A lot of the Dodger-related attention recently has been focused on Justin Turner, and rightly so after his walk-off homer in Game 2 of the NLCS provided Los Angeles with its most meaningful baseball moment since Kirk Gibson‘s famous homer in Game 1 of the 1988 World Series. Plus, in 92 postseason plate appearances, JT now has a slash of .377/.478/.636/1.115, which is good for the third-best postseason OPS ever for a player with 90+ plate appearances.
Highest postseason OPS in MLB history (min. 90 PA):
Lou Gehrig (1.214)
Babe Ruth (1.214)
Justin Turner (1.115)
— Jared Diamond (@jareddiamond) October 16, 2017
It’s been impressive to watch and he deserves every bit of the credit he’s getting now, but Turner’s performance isn’t all that surprising to me, honestly. JT has done it in previous postseasons, and has consistently been the Dodgers biggest threat in meaningful situations over the past three years. I don’t want to say I expected this type of ridiculousness to continue, but everybody sorta figured if the Dodgers were going to get far then JT was going to play a major role. However, the other player that has been the key to this run has definitely been a pleasant surprise: Yasiel Puig. Not to say Puig hasn’t gotten his share of plaudits as well, but unlike Turner’s performance, Puig’s star turn was very much a surprise.
After struggling with injuries and general averageness for the past two seasons, Yasiel showed signs breaking out during the regular season by setting a career high in walk rate (11.2%) and a career low in strikeout rate (17.5%) with Gold Glove defense in right, but as a hitter his slash was still just an above average .263/.346/.487/.833 with a 117 wRC+. Furthermore, it was hard to know how he’d react in the postseason. After the 2013 NLDS against the Braves in which he posted a .471/.500/.529/1.029 line in 18 plate appearances, Puig put up a godawful .203/.277/.271/.548 line from the 2013 NLCS to the 2016 NLCS over 65 plate appearances. Part of the reason for that is Puig was prone to emotional outbursts that weren’t productive, like being easily put off his game by a single pitch remotely up-and-in, for example. That made him almost impressively easy to pitch to, transforming him into an easy out as long as the pitcher could execute.
For what was understandably a bit of a question mark entering the postseason, suffice to say nobody could’ve predicted what has transpired to this point.

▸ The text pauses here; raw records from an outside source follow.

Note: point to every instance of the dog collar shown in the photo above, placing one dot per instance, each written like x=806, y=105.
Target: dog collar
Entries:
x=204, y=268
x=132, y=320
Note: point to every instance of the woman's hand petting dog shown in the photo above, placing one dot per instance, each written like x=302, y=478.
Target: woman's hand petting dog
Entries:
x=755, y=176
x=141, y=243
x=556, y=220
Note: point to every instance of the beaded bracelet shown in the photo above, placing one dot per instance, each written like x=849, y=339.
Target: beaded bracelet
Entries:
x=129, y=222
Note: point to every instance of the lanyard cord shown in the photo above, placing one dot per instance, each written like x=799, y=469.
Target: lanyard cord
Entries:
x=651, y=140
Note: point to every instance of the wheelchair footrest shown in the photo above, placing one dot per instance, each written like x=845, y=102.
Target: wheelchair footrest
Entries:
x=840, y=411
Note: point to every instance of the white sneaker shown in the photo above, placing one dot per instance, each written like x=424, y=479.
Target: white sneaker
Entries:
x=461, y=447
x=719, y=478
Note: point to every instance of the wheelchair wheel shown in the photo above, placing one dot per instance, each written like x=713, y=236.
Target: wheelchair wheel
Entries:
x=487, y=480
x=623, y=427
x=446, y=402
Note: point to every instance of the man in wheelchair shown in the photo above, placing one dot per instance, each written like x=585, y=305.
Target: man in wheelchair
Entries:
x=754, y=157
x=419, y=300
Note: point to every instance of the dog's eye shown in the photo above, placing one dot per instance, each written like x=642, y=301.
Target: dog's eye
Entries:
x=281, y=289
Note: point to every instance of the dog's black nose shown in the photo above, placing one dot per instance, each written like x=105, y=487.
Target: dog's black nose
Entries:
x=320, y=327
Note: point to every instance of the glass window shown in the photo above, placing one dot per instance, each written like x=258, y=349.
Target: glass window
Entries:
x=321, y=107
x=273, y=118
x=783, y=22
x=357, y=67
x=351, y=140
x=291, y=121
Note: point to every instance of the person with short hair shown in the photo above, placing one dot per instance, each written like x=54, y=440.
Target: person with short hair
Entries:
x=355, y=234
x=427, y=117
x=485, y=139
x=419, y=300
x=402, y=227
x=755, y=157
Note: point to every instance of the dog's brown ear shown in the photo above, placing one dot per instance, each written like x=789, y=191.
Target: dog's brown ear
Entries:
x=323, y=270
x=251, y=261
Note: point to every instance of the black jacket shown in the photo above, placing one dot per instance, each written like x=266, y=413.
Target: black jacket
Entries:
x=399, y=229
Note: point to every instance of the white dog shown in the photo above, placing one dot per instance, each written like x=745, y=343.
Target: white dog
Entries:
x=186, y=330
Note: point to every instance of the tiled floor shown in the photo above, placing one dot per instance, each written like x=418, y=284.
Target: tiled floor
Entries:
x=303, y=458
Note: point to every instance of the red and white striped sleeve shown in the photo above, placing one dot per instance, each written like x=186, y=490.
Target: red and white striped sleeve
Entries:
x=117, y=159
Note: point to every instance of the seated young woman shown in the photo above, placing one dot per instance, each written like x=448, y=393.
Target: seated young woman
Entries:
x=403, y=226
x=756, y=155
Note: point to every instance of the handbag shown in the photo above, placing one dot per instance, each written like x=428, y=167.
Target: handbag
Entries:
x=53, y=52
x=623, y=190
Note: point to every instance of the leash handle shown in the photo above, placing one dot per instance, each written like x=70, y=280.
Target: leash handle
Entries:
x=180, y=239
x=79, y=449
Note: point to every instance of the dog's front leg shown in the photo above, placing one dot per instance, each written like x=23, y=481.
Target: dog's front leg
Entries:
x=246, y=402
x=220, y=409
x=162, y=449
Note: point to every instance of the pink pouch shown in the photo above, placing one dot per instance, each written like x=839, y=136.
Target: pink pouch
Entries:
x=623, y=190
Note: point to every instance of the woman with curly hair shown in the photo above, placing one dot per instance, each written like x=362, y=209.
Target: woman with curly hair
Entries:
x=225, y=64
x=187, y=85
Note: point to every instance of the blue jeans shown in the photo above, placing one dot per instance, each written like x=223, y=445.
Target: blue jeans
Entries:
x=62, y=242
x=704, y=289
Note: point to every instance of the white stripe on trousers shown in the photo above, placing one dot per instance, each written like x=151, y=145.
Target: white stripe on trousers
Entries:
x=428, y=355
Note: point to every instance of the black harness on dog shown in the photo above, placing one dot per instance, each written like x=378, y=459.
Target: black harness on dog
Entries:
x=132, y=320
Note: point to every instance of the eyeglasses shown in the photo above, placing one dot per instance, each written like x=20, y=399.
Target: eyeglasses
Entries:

Puig is slashing .438/.571/.875/1.446 this postseason with a 23.8% walk rate an a 9.5% strikeout rate, which gives him a ridiculous 266 wRC+. Perhaps most telling is that he saw 3.72 pitches per plate appearance in 2017 during a year he posted a career high in walk rate, but he’s seeing a ridiculous 5.38 pitches per plate appearance so far in the playoffs, almost working a full count every time he steps up to the plate on average.
Notably, Puig was locked in from his very first plate appearance, a nine-pitch battle with Taijuan Walker that he punctuated by crushing a double to right-center field.
In past years, that up-and-in pitch would’ve set him off and made him lose his cool, causing him to basically go into rage mode for the rest of the game. However, this new version of himself worked a truly great plate appearance with a quality finish to boot.
It’s like Puig has flipped a switch or something as soon as the playoffs rolled around. Except this time instead of unbridled energy going everywhere with explosive but also reckless and destructive effects, he’s seemingly channeled all of that into focus, still having the most fun out of anybody out on the field but also basically becoming one of the best hitters in baseball.
As a result, he’s carried the team so far in October, not only posting the best OPS on the Dodgers (JT is second) but also having the best OPS out of all players with at least 10 at-bats this postseason (Jose Altuve is second). So while this pace would be a hard ask for him to keep up going forward, with Corey Seager out indefinitely, Puig will be counted on to pick up the slack. And fairly or unfairly, how far the Dodgers go this year will likely come down to how far Yasiel’s bat can take them.